湯索言搖了搖頭,平靜道:“不嚴重,你看我還能坐著等人來,能重到哪去。”
“車上還有彆人嗎?還是就你自己?”
湯索言說有。
陶曉東問彆人怎麼樣,湯索言說也沒事兒,就是碰了下頭。
好幾年前的事了,湯索言也就是隨口一說。陶曉東聽著心裡卻挺不舒服的,過會兒抬起胳膊在湯索言後背從上到下用力撫了兩把,用男人安慰人的力道,嘴上說了句“平平安安”。
湯索言失笑,看了看陶曉東。
陶曉東很淺地皺著眉,估計自己都沒發覺。
湯索言轉開視線,淡笑著說:“我後背這點汗都讓你給我沾衣服上了。”
陶曉東自己也一身汗,倆人誰都沒好到哪去。湯索言那點仙氣兒全沒了,襯衫剛才讓陶曉東拍那兩下現在都貼在身上,額頭上也有汗,胳膊拄著膝蓋坐在地上,哪還有什麼學者風範。
湯索言伸手去後麵扯了扯衣服,讓它不至於貼在後背上。襯衫和西褲,這麼有點前傾坐著的時候腰上那一截兒襯衫會繃得很緊,被腰帶勒著收住。
陶曉東就好很多了,短袖和運動褲寬寬鬆鬆,實在熱得狠了還能抓起來透透氣。
後來陶淮南醒了,迷迷糊糊叫了聲哥。
陶曉東“哎”了聲,說:“醒了?我在車外邊兒。”
陶淮南蹭過來這邊坐,坐在最邊上,問:“怎麼了啊?”
陶曉東說:“車開不了了,等著呢。”
“啊。”陶淮南倒是不慌不忙,反正他哥和湯醫生都在。
湯索言回頭看了眼陶淮南,笑著問他:“這下聞不著我味兒了吧?都埋在汗裡了。”
陶淮南笑著點頭:“聞不著了。”
“他總說能聞著你味兒,到底什麼味兒我到現在都沒聞到過。”陶曉東說。
湯索言說:“我也聞不著,習慣了。可能是家裡我媽調的香吧,時間長了衣服上沾了味道。”
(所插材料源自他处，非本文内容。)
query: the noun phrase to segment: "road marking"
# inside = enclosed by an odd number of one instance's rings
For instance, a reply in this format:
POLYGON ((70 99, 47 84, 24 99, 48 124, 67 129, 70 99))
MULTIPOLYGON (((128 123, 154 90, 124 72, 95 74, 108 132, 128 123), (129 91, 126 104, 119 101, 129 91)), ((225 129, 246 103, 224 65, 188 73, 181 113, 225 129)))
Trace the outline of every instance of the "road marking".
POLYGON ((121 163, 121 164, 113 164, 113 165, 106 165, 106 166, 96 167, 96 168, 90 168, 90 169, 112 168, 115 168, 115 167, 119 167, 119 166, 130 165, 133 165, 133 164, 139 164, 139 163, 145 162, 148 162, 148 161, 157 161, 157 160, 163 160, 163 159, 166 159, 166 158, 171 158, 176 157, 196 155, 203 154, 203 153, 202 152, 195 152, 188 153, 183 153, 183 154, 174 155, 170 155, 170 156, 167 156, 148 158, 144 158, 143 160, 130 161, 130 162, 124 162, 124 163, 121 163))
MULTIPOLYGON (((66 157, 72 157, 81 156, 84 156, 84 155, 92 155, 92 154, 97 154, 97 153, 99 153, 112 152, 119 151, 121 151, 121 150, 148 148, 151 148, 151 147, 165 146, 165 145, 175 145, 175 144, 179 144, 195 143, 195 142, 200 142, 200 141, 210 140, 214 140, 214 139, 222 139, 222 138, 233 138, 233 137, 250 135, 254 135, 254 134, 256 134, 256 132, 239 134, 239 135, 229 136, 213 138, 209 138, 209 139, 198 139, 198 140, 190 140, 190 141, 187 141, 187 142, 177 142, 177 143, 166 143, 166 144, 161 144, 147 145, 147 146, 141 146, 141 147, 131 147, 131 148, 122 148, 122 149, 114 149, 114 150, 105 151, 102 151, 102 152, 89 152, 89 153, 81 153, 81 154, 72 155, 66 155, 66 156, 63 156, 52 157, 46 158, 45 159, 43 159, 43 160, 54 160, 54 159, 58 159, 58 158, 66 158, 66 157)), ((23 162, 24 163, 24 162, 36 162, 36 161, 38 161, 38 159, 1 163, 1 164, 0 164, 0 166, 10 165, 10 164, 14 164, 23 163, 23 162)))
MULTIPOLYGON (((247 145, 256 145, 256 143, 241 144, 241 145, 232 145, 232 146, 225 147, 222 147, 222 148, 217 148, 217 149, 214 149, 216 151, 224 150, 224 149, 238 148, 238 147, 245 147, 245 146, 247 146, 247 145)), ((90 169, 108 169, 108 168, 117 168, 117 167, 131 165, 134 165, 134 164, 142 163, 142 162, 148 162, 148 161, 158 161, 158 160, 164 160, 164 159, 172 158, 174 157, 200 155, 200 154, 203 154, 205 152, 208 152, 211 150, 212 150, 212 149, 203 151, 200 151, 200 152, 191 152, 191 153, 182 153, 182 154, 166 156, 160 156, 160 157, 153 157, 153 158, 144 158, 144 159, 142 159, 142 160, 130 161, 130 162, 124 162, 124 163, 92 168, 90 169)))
太陽朝西走了一步,陰影緩慢地往前移,蓋住了他們勉強遮出來的那一小塊陰涼。車來的時候陶曉東和湯索言都站著呢,搭的衣服也都收起來了,三人換了車,司機也換了一個。上了車冷氣一吹,陶曉東感歎了句:“我活了。”
湯索言笑了下。
這次的司機是個小年輕,是之前的縣醫院派過來的車。邊開車邊跟他們說抱歉,遇上這種事。
“沒事兒。”陶曉東說,“看看風景也挺好。”
接下來的半程挺順利的,下午到了要去的那個老舊的小縣城。醫院那邊一直等著他,湯索言無論如何得先去露個麵。司機把陶曉東和陶淮南直接送到縣裡的小賓館,隻有四層樓,看起來不大。
房間都是統一辦理過的,陶曉東報了名字,前台小姑娘對著表格,念叨著:“403還是404……哦是403。”
她拿了張房卡刷給陶曉東,笑盈盈的。
陶曉東說了聲謝謝,左手推著箱子右手拉著陶淮南,房卡用手指夾著。
進了房間之後陶淮南呼了口氣,小聲說:“好累。”
陶曉東把他帶到椅子旁邊讓他坐,說:“我衝個澡,一身汗。”
“好。”陶淮南應了聲,老老實實坐在椅子上,摸出手機。
這個時間遲騁還在上課,不能發消息。陶淮南來回點了一圈,沒什麼乾的,又把手機揣起來了。
陶曉東進門就直接進去衝澡了,牆上掛著個很小的速熱熱水器,水溫不怎麼穩定,時涼時熱。陶曉東把頭發也洗了,賓館帶的洗發水黏黏的還不怎麼起沫,陶曉東衝了半天才覺得算是清爽了。
抽了條毛巾隨便擦了擦身上的水,也就是大概掃了掃,很多水珠都還掛在身上,脖子上的,後背的,腿上的。
進來得急什麼衣服也沒拿,脫下來的也不能再穿,於是陶曉東拿毛巾在胯上隨手一圍。他弟看不見陶曉東在這方麵就隨意很多,但看不見歸看不見的,一條毛巾還是得圍一圍,該擋的得擋,不然不是那麼回事兒。
陶曉東打開箱子,蹲那兒翻衣服。